HALUANRIAU.CO (SIAK HULU)- Sebanyak 1.500 orang kepala desa beserta Camat dan Bupati se-Provinsi Riau berkumpul di Hotel Labersa, Kecamatan Siak Hulu, Kamis (20/2). Kehadiran mereka untuk membahas percepatan penyaluran dan pengelolaan Dana Desa (DD) Tahun 2020.

Usai membuka acara secara resmi, Wakil Gubernur Brigjen (Purn) Edy Natar Nasution, menyampaikan, dana yang dikucurkan ke desa cukup besar. Ini menjadi tantangan bagi kepala desa untuk pemanfaatan bagi kemaslahatan masyarakat.

“Telah terbukti Dana Desa telah memberikan peningkatan desa dan kualitas hidup masyarakat.

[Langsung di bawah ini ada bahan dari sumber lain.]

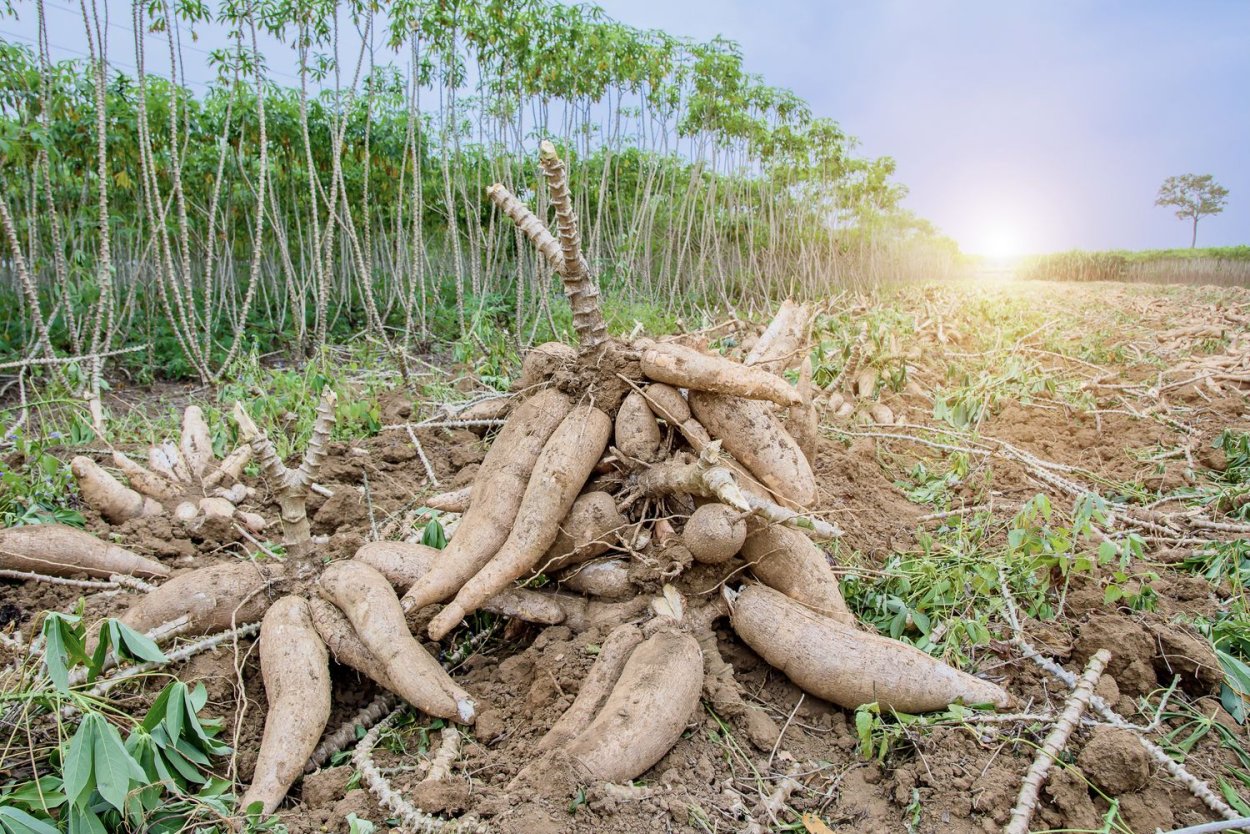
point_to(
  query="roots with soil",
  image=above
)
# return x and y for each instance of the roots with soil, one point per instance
(676, 458)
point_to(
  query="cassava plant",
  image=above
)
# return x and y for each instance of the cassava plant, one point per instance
(600, 450)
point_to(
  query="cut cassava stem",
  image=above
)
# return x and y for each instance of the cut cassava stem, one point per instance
(291, 485)
(404, 563)
(498, 493)
(296, 672)
(455, 500)
(1054, 744)
(756, 439)
(588, 319)
(645, 713)
(561, 470)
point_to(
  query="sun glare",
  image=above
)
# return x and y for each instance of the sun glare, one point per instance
(998, 243)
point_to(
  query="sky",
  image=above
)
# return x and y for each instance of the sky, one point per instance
(1019, 126)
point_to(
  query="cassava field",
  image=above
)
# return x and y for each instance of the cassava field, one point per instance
(1024, 479)
(485, 415)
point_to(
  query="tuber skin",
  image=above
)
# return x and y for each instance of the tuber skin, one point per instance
(296, 672)
(784, 341)
(370, 603)
(541, 361)
(788, 562)
(688, 368)
(455, 500)
(606, 669)
(196, 442)
(561, 470)
(848, 667)
(215, 598)
(714, 534)
(638, 434)
(404, 563)
(608, 578)
(113, 499)
(498, 494)
(750, 432)
(585, 533)
(645, 714)
(60, 550)
(145, 480)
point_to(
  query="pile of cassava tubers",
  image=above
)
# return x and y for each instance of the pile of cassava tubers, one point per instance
(635, 480)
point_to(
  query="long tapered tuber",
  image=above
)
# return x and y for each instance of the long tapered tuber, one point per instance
(595, 689)
(848, 667)
(60, 550)
(498, 493)
(296, 672)
(560, 472)
(688, 368)
(214, 599)
(753, 434)
(370, 603)
(786, 560)
(291, 487)
(646, 712)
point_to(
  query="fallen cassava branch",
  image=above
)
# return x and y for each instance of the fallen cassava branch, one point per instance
(1055, 742)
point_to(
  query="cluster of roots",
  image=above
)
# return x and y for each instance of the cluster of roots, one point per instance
(181, 480)
(643, 489)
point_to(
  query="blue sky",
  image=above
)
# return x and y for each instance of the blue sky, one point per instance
(1016, 124)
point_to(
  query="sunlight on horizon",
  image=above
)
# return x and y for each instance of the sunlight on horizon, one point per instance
(996, 240)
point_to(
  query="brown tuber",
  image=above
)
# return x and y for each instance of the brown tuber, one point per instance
(789, 562)
(750, 432)
(59, 550)
(638, 434)
(561, 470)
(848, 667)
(688, 368)
(498, 492)
(714, 534)
(296, 672)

Dana cukup besar di Riau Rp1.44 triliun dengan rata-rata Rp143 miliar/kabupaten. Jangan ada kepala desa yang di penjara, karena kesalahan penggunaan dana desa,” tegas Wagubri Edy Natar.

Sementara itu, Bupati Kampar diwakili Kepala Dinas Pemberdayaan Masyarakat dan Desa Febrinaldi Tridarmawan menyatakan, melalui Raker Percepatan Penyaluran dan Pengelolaan Dana Desa Tahun 2020, diharapkan desa dan daerah dapat menggesa kesiapan administrasi penyaluran DD 2020 untuk dapat segera tersalur dari Rekening Kas Umum Negara sebagaimana diatur dalam PMK 205 Tahun 2019.

“Diharapkan juga setelah tersalur nantinya, segera dimanfaatkan untuk pembangunan dan pemberdayaan masyarakat. Guna meningkatkan kualitas hidup dan kesejahteraan masyarakat,” ungkap Kadis PMD Kepala Inspektorat Kabupaten Kampar Muhammad.

Ia menyebutkan, dengan adanya perubahan regulasi penyaluran melalui PMK 205 Tahun 2019, desa dan daerah segera menindaklanjuti guna adanya percepatan penyaluran, khususnya tahap I sebagimana yang ditekankan oleh Bupati Kampar yang mengharapkan adanya percepatan ini agar DD dapat segera dimanfaatkan.

Sementara itu, salah-seorang Kepala Desa dari Kabupaten Kampar, Kepala Desa Tanjung Sawit, Kecamatan Tapung Tubagus Parito Pohan usai pertemuan menyampaikan, pertemuan ini sangat bermanfaat bagi kepala desa untuk menambah wawasan maupun terhadap pengelolaan Dana Desa yang sesuai dengan aturan yang berlaku.

“Karena tak dipungkiri banyak hal yang belum diketahui oleh kepala dalam pengunaan dana desa. Sehingga, ini dapat di terapkan di desa nantinya,” terang Tubagus.